Nursing: Scope and Standards of Practice, 4th Edition, identified the Reimagining Nursing Initiative as having the potential to innovate the nursing profession and thereby improve health care for all. The three components include: practice-ready graduates, design-thinking driven tools, and direct-reimbursement nursing models. Strengthening the nursing profession is important in creating a robust culture of health, where the social determinants of health (SDOH) and health equity are addressed.

Nursing is a demanding profession and the mental, emotional and physical well-being of a nurse must be supported in order to serve and care for others.

GCNE: Laying the Groundwork

for Nursing Excellence in Georgia

GCNE was developed in response to the nursing shortage that exists in Georgia. The nursing workforce is undergoing significant change and more data is needed to understand the issues, identify the challenges, and develop the solutions. GCNE is committed to investing in the capacity and infrastructure that is needed to develop a deeper understanding of the nursing workforce supply and demand data and the issues facing the nursing workforce. Due to the cyclic changes that have occurred with nursing supply and demand in the past, ongoing monitoring is necessary to effectively develop solutions that will ensure Georgia has the nursing workforce that is needed.

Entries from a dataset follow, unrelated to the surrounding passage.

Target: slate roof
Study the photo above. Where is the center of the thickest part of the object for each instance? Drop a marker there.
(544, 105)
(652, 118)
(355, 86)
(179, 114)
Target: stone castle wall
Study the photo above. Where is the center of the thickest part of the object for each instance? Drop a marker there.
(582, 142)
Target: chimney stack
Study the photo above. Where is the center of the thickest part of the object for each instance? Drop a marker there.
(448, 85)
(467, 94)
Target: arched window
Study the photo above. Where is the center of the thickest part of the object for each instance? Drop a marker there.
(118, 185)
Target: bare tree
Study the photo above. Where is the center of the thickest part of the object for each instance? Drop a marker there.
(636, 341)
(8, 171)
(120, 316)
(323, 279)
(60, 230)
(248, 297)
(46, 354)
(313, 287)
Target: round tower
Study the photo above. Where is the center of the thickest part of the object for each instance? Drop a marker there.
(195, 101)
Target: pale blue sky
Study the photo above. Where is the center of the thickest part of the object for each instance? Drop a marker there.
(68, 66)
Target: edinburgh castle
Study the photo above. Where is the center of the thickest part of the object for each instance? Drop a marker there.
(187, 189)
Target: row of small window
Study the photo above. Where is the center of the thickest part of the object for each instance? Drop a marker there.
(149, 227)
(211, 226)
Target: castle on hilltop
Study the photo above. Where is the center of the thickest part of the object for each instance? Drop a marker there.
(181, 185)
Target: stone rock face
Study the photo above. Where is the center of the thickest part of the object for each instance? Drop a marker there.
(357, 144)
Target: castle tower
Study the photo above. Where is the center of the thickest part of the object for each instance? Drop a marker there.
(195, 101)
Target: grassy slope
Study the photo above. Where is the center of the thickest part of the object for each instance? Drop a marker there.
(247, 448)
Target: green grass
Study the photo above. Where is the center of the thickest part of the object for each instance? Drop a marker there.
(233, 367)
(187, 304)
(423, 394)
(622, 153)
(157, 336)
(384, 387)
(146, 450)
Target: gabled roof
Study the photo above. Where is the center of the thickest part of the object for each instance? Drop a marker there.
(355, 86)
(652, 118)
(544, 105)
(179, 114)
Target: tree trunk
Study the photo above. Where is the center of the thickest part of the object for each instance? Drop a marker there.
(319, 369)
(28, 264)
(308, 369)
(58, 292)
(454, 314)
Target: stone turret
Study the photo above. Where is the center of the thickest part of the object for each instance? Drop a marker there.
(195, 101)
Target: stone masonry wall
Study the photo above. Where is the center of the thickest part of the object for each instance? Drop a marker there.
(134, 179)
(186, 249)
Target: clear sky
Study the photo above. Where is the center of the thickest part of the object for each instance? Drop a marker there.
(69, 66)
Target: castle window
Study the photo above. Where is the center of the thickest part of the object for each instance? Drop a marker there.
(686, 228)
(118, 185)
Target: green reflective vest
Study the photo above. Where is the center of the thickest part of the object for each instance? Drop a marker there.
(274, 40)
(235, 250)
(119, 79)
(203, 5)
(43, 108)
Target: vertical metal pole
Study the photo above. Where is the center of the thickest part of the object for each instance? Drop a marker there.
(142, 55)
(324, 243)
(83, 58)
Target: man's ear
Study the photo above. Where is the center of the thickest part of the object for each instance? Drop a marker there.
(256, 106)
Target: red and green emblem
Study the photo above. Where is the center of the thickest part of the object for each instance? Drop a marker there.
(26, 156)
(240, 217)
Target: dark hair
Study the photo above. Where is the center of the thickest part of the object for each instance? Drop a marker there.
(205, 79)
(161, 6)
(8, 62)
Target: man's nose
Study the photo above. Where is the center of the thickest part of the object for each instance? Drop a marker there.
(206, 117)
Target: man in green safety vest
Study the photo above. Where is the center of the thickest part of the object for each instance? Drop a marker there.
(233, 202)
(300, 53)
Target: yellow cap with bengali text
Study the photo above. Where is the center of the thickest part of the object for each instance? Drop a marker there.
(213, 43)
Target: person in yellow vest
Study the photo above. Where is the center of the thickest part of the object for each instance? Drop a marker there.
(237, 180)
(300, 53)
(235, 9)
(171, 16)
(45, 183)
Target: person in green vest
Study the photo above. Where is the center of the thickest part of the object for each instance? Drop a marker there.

As Georgia’s demand for nurses continues to grow, students need to be informed and aware of the opportunities and rewards that nursing has to offer. GCNE will work in collaboration with other organizations to encourage and inspire students to pursue a professional career in nursing. A nursing career pathway that provides strategies and support for students to have a seamless transition from high school to employment can prepare them for obtaining and progressing in their career aspirations.


GCNE will create an approach to improve the critical nursing shortage with a diverse group of stakeholders that involves creativity, innovation, and enhanced collaboration. As Albert Einstein said, “The problems that exist in the world today can’t be solved by the level of thinking that created them.” The workforce challenges today will not be fixed with the traditional and siloed approaches tried in the past. A shared agenda is needed, across all stakeholders, with priorities focused on efforts and support toward ensuring a diverse, qualified nursing workforce. Collectively, we must champion changes and solutions that will foster a responsiveness to addressing the nursing workforce challenges, while also engaging stakeholders by region to identify and implement strategies that leverage their local resources to drive change.